Merging Files

Sometimes it is necessary to combine two sorted files into one sorted file.  For example, with data stored on tape.  This is sometimes called an external sort, because it is not performed inside the computer’s memory.

Before this can be done it is essential that both source files share a common key (the field to be sorted on) and that both source files are already sorted.
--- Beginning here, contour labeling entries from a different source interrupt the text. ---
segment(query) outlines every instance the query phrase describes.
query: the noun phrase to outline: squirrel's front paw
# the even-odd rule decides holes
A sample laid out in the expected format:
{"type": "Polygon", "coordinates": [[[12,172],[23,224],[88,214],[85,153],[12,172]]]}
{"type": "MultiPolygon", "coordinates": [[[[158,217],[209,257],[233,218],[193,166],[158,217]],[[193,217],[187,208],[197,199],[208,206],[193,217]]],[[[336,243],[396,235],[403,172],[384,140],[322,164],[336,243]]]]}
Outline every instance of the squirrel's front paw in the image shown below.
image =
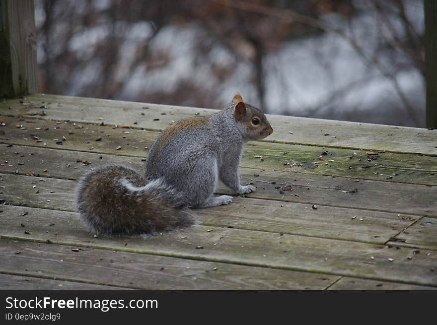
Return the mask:
{"type": "Polygon", "coordinates": [[[217,199],[222,205],[227,205],[232,202],[234,198],[229,195],[222,195],[217,197],[217,199]]]}
{"type": "Polygon", "coordinates": [[[238,194],[246,194],[247,193],[251,193],[256,191],[256,188],[253,185],[246,185],[246,186],[242,186],[240,189],[238,194]]]}

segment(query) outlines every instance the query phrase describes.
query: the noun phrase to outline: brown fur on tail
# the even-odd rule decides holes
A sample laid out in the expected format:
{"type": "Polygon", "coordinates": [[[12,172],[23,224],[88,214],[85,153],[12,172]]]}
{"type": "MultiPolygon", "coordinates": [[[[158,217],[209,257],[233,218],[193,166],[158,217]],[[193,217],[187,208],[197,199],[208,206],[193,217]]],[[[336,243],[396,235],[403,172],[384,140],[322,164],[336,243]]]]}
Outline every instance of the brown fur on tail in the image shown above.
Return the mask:
{"type": "Polygon", "coordinates": [[[109,165],[84,176],[77,204],[81,220],[93,233],[150,234],[194,223],[181,195],[160,180],[146,185],[133,169],[109,165]]]}

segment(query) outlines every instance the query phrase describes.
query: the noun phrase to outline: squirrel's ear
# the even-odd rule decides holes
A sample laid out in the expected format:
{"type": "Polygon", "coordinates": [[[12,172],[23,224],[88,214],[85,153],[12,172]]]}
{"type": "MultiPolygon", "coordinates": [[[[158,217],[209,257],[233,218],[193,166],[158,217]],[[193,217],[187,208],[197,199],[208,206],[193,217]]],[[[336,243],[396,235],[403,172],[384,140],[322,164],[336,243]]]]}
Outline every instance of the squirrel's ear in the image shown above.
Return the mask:
{"type": "Polygon", "coordinates": [[[234,117],[237,121],[241,121],[245,115],[246,104],[243,102],[239,102],[234,107],[234,117]]]}
{"type": "Polygon", "coordinates": [[[239,94],[235,94],[235,95],[234,96],[234,98],[232,98],[232,103],[234,104],[238,104],[240,102],[243,103],[243,99],[241,98],[241,95],[239,94]]]}

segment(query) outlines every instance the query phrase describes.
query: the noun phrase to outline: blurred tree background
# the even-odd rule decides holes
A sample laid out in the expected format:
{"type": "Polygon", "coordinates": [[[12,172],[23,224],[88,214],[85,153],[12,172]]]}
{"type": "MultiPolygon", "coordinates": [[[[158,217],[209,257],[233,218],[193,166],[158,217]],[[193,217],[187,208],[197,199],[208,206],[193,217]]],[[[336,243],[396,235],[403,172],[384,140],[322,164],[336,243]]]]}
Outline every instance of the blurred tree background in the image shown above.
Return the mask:
{"type": "Polygon", "coordinates": [[[40,91],[424,127],[422,0],[36,0],[40,91]]]}

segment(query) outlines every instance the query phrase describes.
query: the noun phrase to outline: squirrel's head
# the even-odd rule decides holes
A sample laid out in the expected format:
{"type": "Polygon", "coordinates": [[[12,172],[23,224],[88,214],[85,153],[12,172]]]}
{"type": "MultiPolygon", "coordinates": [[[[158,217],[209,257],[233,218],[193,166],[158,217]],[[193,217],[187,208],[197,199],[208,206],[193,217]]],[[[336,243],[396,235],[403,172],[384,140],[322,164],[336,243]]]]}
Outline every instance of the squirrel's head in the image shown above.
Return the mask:
{"type": "Polygon", "coordinates": [[[273,132],[264,114],[257,108],[245,104],[239,94],[232,99],[234,118],[243,129],[246,137],[252,140],[263,139],[273,132]]]}

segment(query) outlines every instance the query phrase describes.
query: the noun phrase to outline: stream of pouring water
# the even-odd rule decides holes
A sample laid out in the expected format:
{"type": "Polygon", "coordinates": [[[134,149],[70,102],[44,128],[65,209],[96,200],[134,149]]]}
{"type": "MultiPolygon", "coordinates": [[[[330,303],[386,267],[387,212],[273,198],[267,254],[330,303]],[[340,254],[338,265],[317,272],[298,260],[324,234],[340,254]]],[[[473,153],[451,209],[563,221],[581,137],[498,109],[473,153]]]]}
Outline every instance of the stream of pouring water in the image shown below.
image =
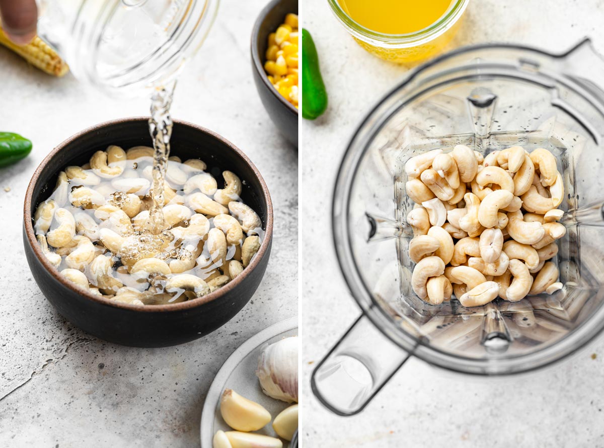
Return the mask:
{"type": "Polygon", "coordinates": [[[151,118],[149,120],[149,133],[155,150],[153,161],[153,205],[149,211],[152,232],[157,235],[165,227],[164,221],[164,182],[170,156],[170,138],[172,135],[172,119],[170,106],[172,104],[176,82],[161,87],[151,98],[151,118]]]}

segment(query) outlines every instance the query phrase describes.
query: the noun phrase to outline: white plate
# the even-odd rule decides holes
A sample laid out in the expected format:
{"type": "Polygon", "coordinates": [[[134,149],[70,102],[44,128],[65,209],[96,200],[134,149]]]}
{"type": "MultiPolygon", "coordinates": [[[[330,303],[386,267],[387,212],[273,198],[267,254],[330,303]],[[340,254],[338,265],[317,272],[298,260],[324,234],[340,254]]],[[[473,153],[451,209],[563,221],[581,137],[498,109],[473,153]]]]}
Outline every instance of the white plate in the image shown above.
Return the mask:
{"type": "MultiPolygon", "coordinates": [[[[279,412],[294,404],[275,400],[265,395],[262,392],[255,372],[258,366],[258,355],[265,344],[276,342],[287,336],[297,335],[298,318],[291,318],[257,333],[229,356],[218,371],[205,397],[201,414],[202,448],[211,448],[212,438],[216,431],[233,430],[220,415],[220,397],[225,389],[232,389],[245,398],[260,403],[271,413],[274,419],[279,412]]],[[[272,429],[272,423],[256,432],[277,437],[272,429]]],[[[283,447],[287,448],[288,442],[283,442],[283,447]]]]}

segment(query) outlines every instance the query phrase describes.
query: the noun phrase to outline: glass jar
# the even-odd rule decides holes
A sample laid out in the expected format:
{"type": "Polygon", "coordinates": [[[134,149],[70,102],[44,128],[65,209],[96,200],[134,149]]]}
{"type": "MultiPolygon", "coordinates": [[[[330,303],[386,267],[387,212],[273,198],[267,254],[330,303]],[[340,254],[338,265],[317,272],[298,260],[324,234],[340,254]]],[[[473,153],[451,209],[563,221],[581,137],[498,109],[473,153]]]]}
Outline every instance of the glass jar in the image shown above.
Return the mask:
{"type": "Polygon", "coordinates": [[[172,80],[199,48],[219,0],[38,0],[38,34],[74,75],[113,95],[172,80]]]}
{"type": "Polygon", "coordinates": [[[362,47],[373,54],[397,63],[413,64],[442,51],[455,35],[460,19],[469,0],[454,0],[447,11],[423,30],[389,34],[369,30],[353,21],[338,0],[327,0],[332,11],[362,47]]]}

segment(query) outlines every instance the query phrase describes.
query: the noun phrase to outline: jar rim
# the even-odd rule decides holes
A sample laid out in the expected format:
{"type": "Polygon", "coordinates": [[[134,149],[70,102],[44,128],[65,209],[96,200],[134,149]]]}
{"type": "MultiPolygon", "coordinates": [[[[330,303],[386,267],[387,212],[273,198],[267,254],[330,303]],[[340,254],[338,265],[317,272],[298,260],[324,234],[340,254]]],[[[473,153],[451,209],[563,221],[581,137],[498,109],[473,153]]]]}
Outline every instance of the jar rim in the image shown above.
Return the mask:
{"type": "Polygon", "coordinates": [[[336,18],[354,37],[362,40],[387,45],[393,48],[415,46],[432,40],[449,30],[459,20],[470,0],[453,0],[446,12],[431,25],[413,33],[389,34],[364,27],[353,20],[340,5],[338,0],[327,0],[336,18]]]}

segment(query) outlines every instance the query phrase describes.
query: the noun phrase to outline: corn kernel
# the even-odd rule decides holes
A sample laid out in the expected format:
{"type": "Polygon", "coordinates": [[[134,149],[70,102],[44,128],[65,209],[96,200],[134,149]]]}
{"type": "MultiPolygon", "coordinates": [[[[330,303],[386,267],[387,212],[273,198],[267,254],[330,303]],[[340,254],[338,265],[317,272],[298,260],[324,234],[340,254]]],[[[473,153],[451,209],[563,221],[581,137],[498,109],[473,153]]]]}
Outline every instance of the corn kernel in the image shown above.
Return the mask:
{"type": "Polygon", "coordinates": [[[266,50],[266,60],[277,60],[277,52],[278,51],[277,45],[271,45],[266,50]]]}
{"type": "Polygon", "coordinates": [[[285,58],[285,63],[287,65],[288,67],[297,67],[298,66],[298,54],[290,54],[285,58]]]}
{"type": "Polygon", "coordinates": [[[298,108],[298,16],[288,14],[268,36],[265,70],[268,80],[283,98],[298,108]]]}
{"type": "Polygon", "coordinates": [[[277,45],[280,45],[282,42],[287,40],[289,37],[289,34],[291,32],[291,30],[288,30],[288,28],[283,25],[277,28],[277,31],[275,35],[275,42],[277,45]]]}
{"type": "Polygon", "coordinates": [[[298,28],[298,14],[290,13],[285,16],[285,24],[293,28],[298,28]]]}

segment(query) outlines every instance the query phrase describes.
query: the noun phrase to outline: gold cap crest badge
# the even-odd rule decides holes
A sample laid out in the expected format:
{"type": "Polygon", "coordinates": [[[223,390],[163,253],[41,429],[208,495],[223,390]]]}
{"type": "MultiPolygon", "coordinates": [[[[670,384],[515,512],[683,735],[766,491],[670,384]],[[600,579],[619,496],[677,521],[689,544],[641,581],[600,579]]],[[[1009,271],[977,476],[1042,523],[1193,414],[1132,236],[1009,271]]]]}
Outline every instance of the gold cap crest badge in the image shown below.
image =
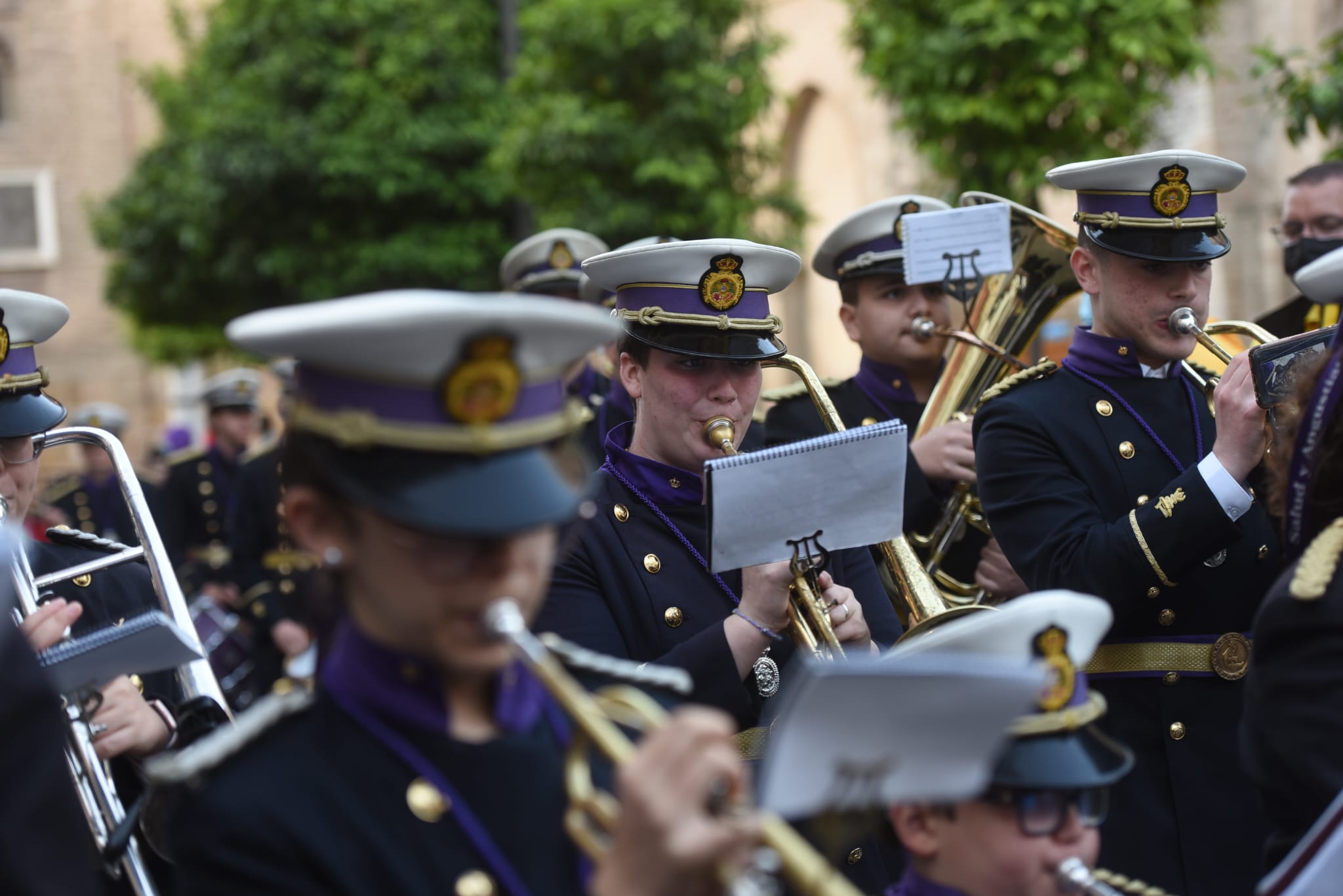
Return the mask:
{"type": "Polygon", "coordinates": [[[1050,626],[1035,635],[1035,656],[1049,669],[1049,681],[1039,695],[1039,708],[1054,712],[1068,705],[1077,685],[1077,670],[1068,657],[1068,633],[1058,626],[1050,626]]]}
{"type": "Polygon", "coordinates": [[[741,275],[739,255],[716,255],[709,261],[709,270],[700,278],[700,298],[709,308],[725,312],[741,301],[747,281],[741,275]]]}
{"type": "Polygon", "coordinates": [[[568,243],[557,239],[555,246],[551,246],[551,257],[547,261],[555,270],[568,270],[573,267],[573,253],[569,251],[568,243]]]}
{"type": "Polygon", "coordinates": [[[462,360],[443,380],[443,407],[454,420],[483,426],[508,416],[521,386],[513,340],[477,336],[466,343],[462,360]]]}
{"type": "Polygon", "coordinates": [[[1162,179],[1152,187],[1152,208],[1167,218],[1174,218],[1189,208],[1189,168],[1171,165],[1162,171],[1162,179]]]}

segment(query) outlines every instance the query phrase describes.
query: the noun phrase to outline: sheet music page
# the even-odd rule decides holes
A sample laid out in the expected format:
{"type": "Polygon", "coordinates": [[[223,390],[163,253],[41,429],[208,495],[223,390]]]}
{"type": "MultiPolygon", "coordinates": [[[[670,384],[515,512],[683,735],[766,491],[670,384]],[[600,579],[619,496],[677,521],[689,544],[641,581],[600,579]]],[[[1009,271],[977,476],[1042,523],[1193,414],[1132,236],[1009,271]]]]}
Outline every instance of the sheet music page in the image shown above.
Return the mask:
{"type": "MultiPolygon", "coordinates": [[[[1011,208],[1007,203],[984,203],[948,211],[928,211],[900,219],[905,246],[905,282],[937,283],[960,278],[960,261],[944,257],[978,250],[974,265],[980,274],[1002,274],[1013,269],[1011,208]]],[[[966,277],[974,277],[966,259],[966,277]]]]}
{"type": "Polygon", "coordinates": [[[905,441],[905,424],[886,420],[708,461],[709,568],[788,560],[788,541],[817,529],[829,551],[898,536],[905,441]]]}
{"type": "Polygon", "coordinates": [[[807,662],[770,728],[760,805],[804,818],[975,797],[1044,682],[1039,668],[964,654],[807,662]]]}

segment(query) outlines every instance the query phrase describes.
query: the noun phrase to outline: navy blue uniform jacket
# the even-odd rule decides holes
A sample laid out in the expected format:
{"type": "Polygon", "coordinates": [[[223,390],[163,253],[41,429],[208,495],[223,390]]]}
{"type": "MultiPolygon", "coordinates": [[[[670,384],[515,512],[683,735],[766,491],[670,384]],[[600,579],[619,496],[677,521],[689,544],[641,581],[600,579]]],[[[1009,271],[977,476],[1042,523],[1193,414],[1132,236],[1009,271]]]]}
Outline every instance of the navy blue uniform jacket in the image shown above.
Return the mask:
{"type": "MultiPolygon", "coordinates": [[[[1132,369],[1097,379],[1151,424],[1185,472],[1112,396],[1060,369],[991,398],[975,415],[988,523],[1031,590],[1073,588],[1109,602],[1107,641],[1248,633],[1279,568],[1273,525],[1257,501],[1233,521],[1205,484],[1180,377],[1142,379],[1136,360],[1132,369]],[[1171,497],[1176,489],[1183,500],[1171,497]],[[1221,563],[1209,566],[1222,549],[1221,563]]],[[[1206,455],[1217,429],[1202,395],[1193,408],[1206,455]]],[[[1265,825],[1237,756],[1244,680],[1155,673],[1092,677],[1092,686],[1109,704],[1101,727],[1138,759],[1113,790],[1100,864],[1187,896],[1250,893],[1265,825]],[[1185,725],[1179,740],[1175,723],[1185,725]]]]}

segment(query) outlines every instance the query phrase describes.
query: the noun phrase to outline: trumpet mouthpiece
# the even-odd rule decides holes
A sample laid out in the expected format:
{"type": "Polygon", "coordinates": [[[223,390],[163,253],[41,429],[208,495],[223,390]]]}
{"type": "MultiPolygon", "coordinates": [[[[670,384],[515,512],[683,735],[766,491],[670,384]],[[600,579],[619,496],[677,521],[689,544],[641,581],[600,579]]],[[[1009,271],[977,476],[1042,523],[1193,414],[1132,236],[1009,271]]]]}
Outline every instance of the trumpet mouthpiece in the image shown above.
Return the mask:
{"type": "Polygon", "coordinates": [[[733,442],[737,437],[737,427],[727,416],[716,416],[704,424],[704,441],[712,447],[721,449],[732,454],[736,449],[733,442]]]}
{"type": "Polygon", "coordinates": [[[937,325],[927,317],[916,317],[913,324],[909,325],[909,332],[915,339],[925,343],[937,333],[937,325]]]}
{"type": "Polygon", "coordinates": [[[500,598],[490,606],[485,607],[485,615],[481,621],[485,626],[485,631],[496,638],[508,638],[509,635],[526,630],[526,622],[522,619],[522,611],[510,598],[500,598]]]}
{"type": "Polygon", "coordinates": [[[1171,312],[1167,325],[1172,333],[1179,333],[1180,336],[1197,336],[1199,333],[1198,317],[1194,316],[1193,308],[1176,308],[1171,312]]]}

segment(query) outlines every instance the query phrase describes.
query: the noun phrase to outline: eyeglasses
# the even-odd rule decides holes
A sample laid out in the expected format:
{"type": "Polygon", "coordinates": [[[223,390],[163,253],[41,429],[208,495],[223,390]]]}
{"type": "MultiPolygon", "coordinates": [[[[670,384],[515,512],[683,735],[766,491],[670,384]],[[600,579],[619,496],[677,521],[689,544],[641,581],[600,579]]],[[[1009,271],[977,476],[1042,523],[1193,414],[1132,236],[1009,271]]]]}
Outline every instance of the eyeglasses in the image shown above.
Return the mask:
{"type": "Polygon", "coordinates": [[[1284,246],[1289,246],[1305,235],[1305,228],[1309,227],[1311,232],[1316,239],[1330,239],[1334,236],[1343,236],[1343,218],[1338,215],[1320,215],[1319,218],[1308,222],[1300,220],[1284,220],[1276,227],[1269,230],[1277,236],[1277,242],[1284,246]]]}
{"type": "Polygon", "coordinates": [[[42,449],[31,435],[0,438],[0,461],[5,463],[28,463],[36,461],[39,454],[42,449]]]}
{"type": "Polygon", "coordinates": [[[1085,790],[1015,790],[994,787],[984,802],[1017,810],[1017,826],[1027,837],[1053,837],[1068,823],[1068,811],[1077,807],[1084,827],[1097,827],[1109,814],[1109,787],[1085,790]]]}

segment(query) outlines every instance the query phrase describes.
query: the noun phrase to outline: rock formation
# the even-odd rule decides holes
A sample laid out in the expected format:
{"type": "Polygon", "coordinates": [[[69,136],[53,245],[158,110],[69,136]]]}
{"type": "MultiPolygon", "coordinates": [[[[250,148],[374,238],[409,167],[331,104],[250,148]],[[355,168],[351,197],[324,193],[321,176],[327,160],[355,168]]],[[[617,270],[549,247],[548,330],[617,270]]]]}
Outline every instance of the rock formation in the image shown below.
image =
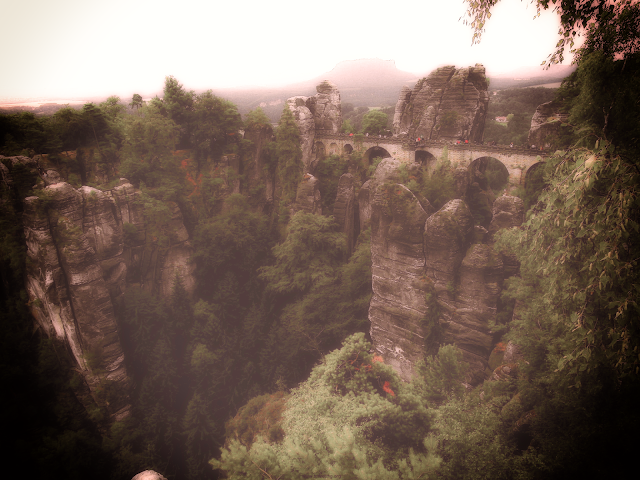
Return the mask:
{"type": "MultiPolygon", "coordinates": [[[[400,162],[380,162],[371,201],[371,339],[385,362],[408,380],[424,355],[422,320],[427,312],[422,249],[424,210],[404,185],[395,183],[400,162]]],[[[371,196],[371,193],[369,194],[371,196]]]]}
{"type": "MultiPolygon", "coordinates": [[[[90,229],[85,232],[83,193],[68,183],[50,185],[45,193],[44,199],[25,199],[23,218],[29,260],[27,292],[33,316],[47,335],[55,335],[69,345],[92,392],[105,381],[127,392],[124,354],[100,264],[101,256],[122,253],[121,229],[109,212],[97,218],[95,209],[88,208],[93,223],[86,222],[90,229]],[[96,224],[100,226],[95,228],[96,224]],[[104,235],[96,241],[99,230],[104,235]],[[105,248],[105,244],[109,245],[105,248]],[[98,253],[94,245],[102,251],[98,253]]],[[[99,201],[96,199],[96,204],[99,201]]],[[[114,268],[117,272],[118,267],[114,268]]],[[[129,409],[128,400],[109,405],[116,420],[126,417],[129,409]]]]}
{"type": "Polygon", "coordinates": [[[310,173],[305,173],[298,184],[294,210],[322,215],[322,198],[318,188],[318,179],[310,173]]]}
{"type": "Polygon", "coordinates": [[[311,97],[298,96],[287,100],[300,133],[304,171],[310,173],[313,173],[316,166],[313,154],[316,131],[338,133],[342,128],[342,106],[338,88],[325,80],[316,87],[316,91],[318,93],[311,97]]]}
{"type": "Polygon", "coordinates": [[[527,143],[529,145],[549,147],[553,137],[562,134],[562,124],[569,114],[562,112],[562,105],[555,100],[538,105],[531,118],[531,128],[527,143]]]}
{"type": "Polygon", "coordinates": [[[134,476],[131,480],[167,480],[155,470],[145,470],[134,476]]]}
{"type": "MultiPolygon", "coordinates": [[[[499,228],[520,225],[522,201],[500,197],[489,231],[474,226],[462,199],[434,213],[399,184],[400,162],[383,160],[359,193],[361,221],[370,211],[374,348],[409,380],[415,362],[453,343],[470,365],[469,384],[491,374],[488,360],[507,260],[492,247],[499,228]]],[[[508,274],[513,273],[513,265],[508,274]]]]}
{"type": "Polygon", "coordinates": [[[489,104],[482,65],[438,68],[416,83],[403,87],[393,117],[394,135],[427,141],[481,142],[489,104]]]}
{"type": "Polygon", "coordinates": [[[171,294],[176,275],[191,293],[191,246],[175,204],[166,219],[168,238],[160,247],[148,231],[140,192],[125,179],[110,191],[75,189],[37,160],[4,158],[2,177],[27,170],[38,196],[23,200],[27,246],[26,290],[37,325],[64,341],[94,399],[105,387],[118,400],[106,405],[111,417],[129,414],[129,378],[115,309],[126,288],[138,285],[160,296],[171,294]]]}
{"type": "Polygon", "coordinates": [[[338,192],[333,205],[333,216],[340,231],[347,235],[347,251],[349,255],[353,252],[355,240],[359,233],[359,229],[356,228],[356,212],[354,177],[350,173],[345,173],[338,182],[338,192]]]}
{"type": "Polygon", "coordinates": [[[245,190],[252,193],[252,198],[258,197],[263,210],[269,211],[273,206],[274,198],[274,174],[266,172],[268,153],[265,148],[273,139],[271,125],[255,125],[244,132],[244,138],[253,142],[254,156],[252,162],[244,166],[246,176],[245,190]]]}

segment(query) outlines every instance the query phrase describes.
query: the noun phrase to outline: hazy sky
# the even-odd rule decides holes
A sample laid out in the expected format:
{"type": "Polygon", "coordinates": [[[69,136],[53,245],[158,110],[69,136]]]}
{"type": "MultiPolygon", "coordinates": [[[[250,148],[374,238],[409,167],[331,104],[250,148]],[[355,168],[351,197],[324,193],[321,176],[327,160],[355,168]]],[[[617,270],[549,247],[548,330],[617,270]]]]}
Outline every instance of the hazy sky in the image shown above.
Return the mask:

Suppose we want to merge two source files, that are already sorted in ascending order, to produce a new destination file which is also sorted in ascending order, as shown below.

filemerge

We would normally begin by checking that the source files have some data inside them before proceeding.  Then the steps are as follows:

  1. Read the first value from each source file and compare them.  Here, the smaller of the first two values is 1 from FileTwo, so this is written to the new file.
  2. Compare the first value in FileOne with the second value in FileTwo. Since 4 is smaller than 7, the value 4 is written to the new file next.
  3. Compare the second value in FileOne with the second value in FileTwo. Since 5 is less than 7, the value 5 is written to the new file next.
  4. Compare the third value in FileOne with the second value in FileTwo. Since 6 is less than 7, the value 6 is written to the new file next .
  5. Compare the fourth value in FileOne with the second value in FileTwo. Since 9 is bigger than 7, the value 7 is written to the new file next.
  6. Compare the fourth value in FileOne with the third value in FileTwo. Since 8 is less than 9, the value 8 is written to the new file next.
  7. Compare the fourth value in FileOne with the fourth value in FileTwo.  Since 9 is less than 10, the value 9 is written to the new file next.
  8. At this point FileOne has been fully checked, so the remaining values in FileTwo can be written across one after another.

 

This algorithm can be expressed in simple terms as follows:

Check source files are not empty
Get first item from each file
REPEAT
         examine the current item in each source file
         copy the smallest item to the new file
         get next item from source file that this item was copied from
UNTIL input files are empty
IF only one input file exhausted THEN
         copy remaining items from other file to new file
END IF

A more complete description of the algorithm looks like this:

open existing files
create new file
check existing files are not empty
use pointers/counters to identify records for comparison
REPEAT
        compare records indicated by pointers
   IF records are different THEN
               copy earlier value record to new file
               move appropriate pointer
       ELSE
               copy one record only to new file
               move both pointers
        END IF
UNTIL end of one file
copy remaining records from other file
close files

Note the following points about this algorithm:

  • You need to check that the source files have some data in them first
  • You must open the two source files and create a new destination file
  • If a value is copied to the destination file, you can advance to the next record in the file it came from
  • Duplicates need to be handled. They are ignored in this case.
  • When one source file is exhausted, the remaining records from the other source file can be copied to the destination file directly.

 

This merge process assumes two things:

  • Both source files share a common key
  • Records in each source file are already sorted according to this key

 

NOTE:
The algorithm for merging two sorted files is very similar to the algorithm for merging two sorted lists, which is an important aspect of the merge sort.